É difícil fazer gol no Botafogo e este é um ponto ressaltado desde a primeira partida do time no returno do Brasileiro de 2016 _ quando saltou de candidato ao rebaixamento ao G-6 da Libertadores.

Foram só nove gols em 19 partidas, num nível alto, e é confortável saber da descoberta de um sistema que faz do time um adversário difícil de ser vencido _ principalmente sabendo de suas limitações.

E isso ficou claro neste jogo no Atanásio Girardot, onde o Atlético Nacional venceu os cinco que fez este ano: o Botafogo enfrentou o atual campeão com serenidade e venceu sem sobressaltos.

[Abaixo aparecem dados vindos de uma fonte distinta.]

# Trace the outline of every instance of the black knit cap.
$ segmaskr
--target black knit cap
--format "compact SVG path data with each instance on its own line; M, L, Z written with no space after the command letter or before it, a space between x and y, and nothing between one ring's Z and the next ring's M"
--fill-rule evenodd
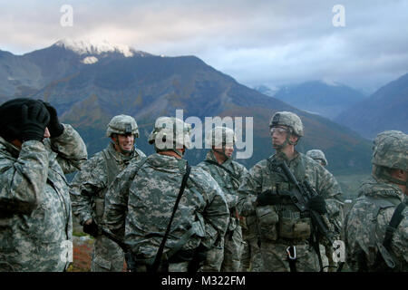
M0 136L7 141L21 140L21 107L24 104L30 107L36 102L43 104L41 101L27 98L13 99L4 102L0 106Z

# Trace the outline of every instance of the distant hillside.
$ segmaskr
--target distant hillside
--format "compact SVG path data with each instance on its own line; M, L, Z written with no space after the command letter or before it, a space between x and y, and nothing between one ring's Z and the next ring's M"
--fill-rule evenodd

João Paulo deu qualidade ao “cinturão de volantes”, ligando o ataque com qualidade, e Emerson Santos, na lateral direita, fez um falso terceiro zagueiro sem que parecesse um “ser estranho” ao jogo.

Camilo, em sua real posição, rendeu próximo ao que se espera, e Jair Ventura, em sua leitura estratégia, corrigiu e atacou nas horas certas as manobras táticas elaboradas pelos adversários.

O Botafogo não tem um elenco virtuoso e tampouco joga um futebol de encher os olhos, mas é hoje um dos times mais concentrados, ajustados e já habituados ao padrão competitivo da Libertadores.